Malik v Grow Heathrow (reported in The Guardian, 19.07.12)
According to Article 8(2) of the Human Rights Act 1998, public authorities must respect an individual’s right to a home. As a result they must take the welfare needs of trespassers into consideration before issuing possession proceedings.

Until recently this has not been an issue for private landlords, but in Malik v Grow Heathrow, Judge Walden-Smith decided that Article 8(2) could apply even where the landowner is a private individual and the occupiers are trespassers.

Although the landlord obtained an order for possession, it was suspended for six weeks to allow the trespassers to appeal, and the human rights issue has been sent to the Court of Appeal to decide.

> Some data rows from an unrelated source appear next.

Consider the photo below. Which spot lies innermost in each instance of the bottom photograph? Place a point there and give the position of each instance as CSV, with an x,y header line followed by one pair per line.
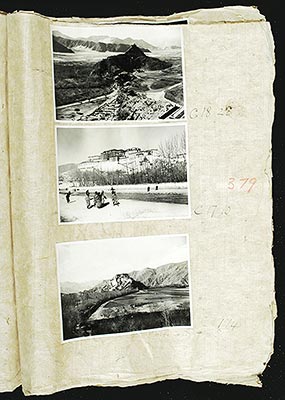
x,y
112,286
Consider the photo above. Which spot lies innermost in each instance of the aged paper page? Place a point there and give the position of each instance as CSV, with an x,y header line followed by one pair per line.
x,y
9,356
229,71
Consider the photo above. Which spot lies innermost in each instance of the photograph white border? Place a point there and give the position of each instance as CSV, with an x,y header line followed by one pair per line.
x,y
55,26
125,220
140,332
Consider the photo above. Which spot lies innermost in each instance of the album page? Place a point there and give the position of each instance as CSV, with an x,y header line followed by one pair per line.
x,y
141,197
9,354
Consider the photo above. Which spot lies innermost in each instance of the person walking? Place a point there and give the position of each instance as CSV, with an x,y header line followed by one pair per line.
x,y
114,197
88,199
68,194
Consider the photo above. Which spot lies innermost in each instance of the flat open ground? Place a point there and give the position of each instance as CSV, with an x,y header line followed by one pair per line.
x,y
77,212
147,309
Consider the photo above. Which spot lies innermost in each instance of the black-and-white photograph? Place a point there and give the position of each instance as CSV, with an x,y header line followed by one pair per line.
x,y
117,73
108,174
123,285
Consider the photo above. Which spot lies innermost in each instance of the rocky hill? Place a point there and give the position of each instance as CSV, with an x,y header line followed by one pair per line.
x,y
174,274
59,47
95,44
134,58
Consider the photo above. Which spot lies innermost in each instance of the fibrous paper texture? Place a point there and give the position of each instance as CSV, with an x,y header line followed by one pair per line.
x,y
9,355
229,72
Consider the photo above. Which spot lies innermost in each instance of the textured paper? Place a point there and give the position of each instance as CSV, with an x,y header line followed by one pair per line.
x,y
229,74
9,356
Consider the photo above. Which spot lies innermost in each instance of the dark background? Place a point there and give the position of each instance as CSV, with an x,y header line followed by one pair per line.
x,y
273,376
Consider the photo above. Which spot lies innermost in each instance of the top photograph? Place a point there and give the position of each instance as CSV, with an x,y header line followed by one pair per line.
x,y
118,73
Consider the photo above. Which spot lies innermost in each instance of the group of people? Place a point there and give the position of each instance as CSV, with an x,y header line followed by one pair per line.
x,y
99,199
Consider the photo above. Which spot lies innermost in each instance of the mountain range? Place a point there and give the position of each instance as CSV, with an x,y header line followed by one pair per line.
x,y
134,58
63,43
173,274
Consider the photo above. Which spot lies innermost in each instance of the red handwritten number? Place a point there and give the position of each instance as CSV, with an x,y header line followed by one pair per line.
x,y
252,181
244,180
231,184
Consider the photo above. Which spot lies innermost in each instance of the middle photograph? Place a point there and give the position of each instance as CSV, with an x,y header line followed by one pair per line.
x,y
122,173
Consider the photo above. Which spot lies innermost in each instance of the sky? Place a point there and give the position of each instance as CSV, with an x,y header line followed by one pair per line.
x,y
76,144
94,260
160,36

How does this affect the private sector?:

  • If the Court of Appeal decides that Article 8(2) applies to private landowners, they may have to comply with the Deputy Prime Minister's 'Guidance on Managing Unauthorised Camping' when evicting trespassers. This will increase the delay and expense involved.
  • At this time private landowners have the ability at common law to use reasonable force to remove trespassers from their land. If the appeal succeeds that ability might disappear.
  • The timing of the decision is interesting. Squatting at residential properties became a criminal offence on 1 September 2012, under the Legal Aid, Sentencing and Punishment of Offenders Act. Landlords can assume that squatters, who are well-informed about the law, will probably turn their attention from residential to commercial property.
  • Landlords should remember that they have human rights too: Article 1 of Part II the Human Rights Act entitles landlords to the peaceful enjoyment of their property. Perhaps it is time for a landlord to bring their own human rights claim?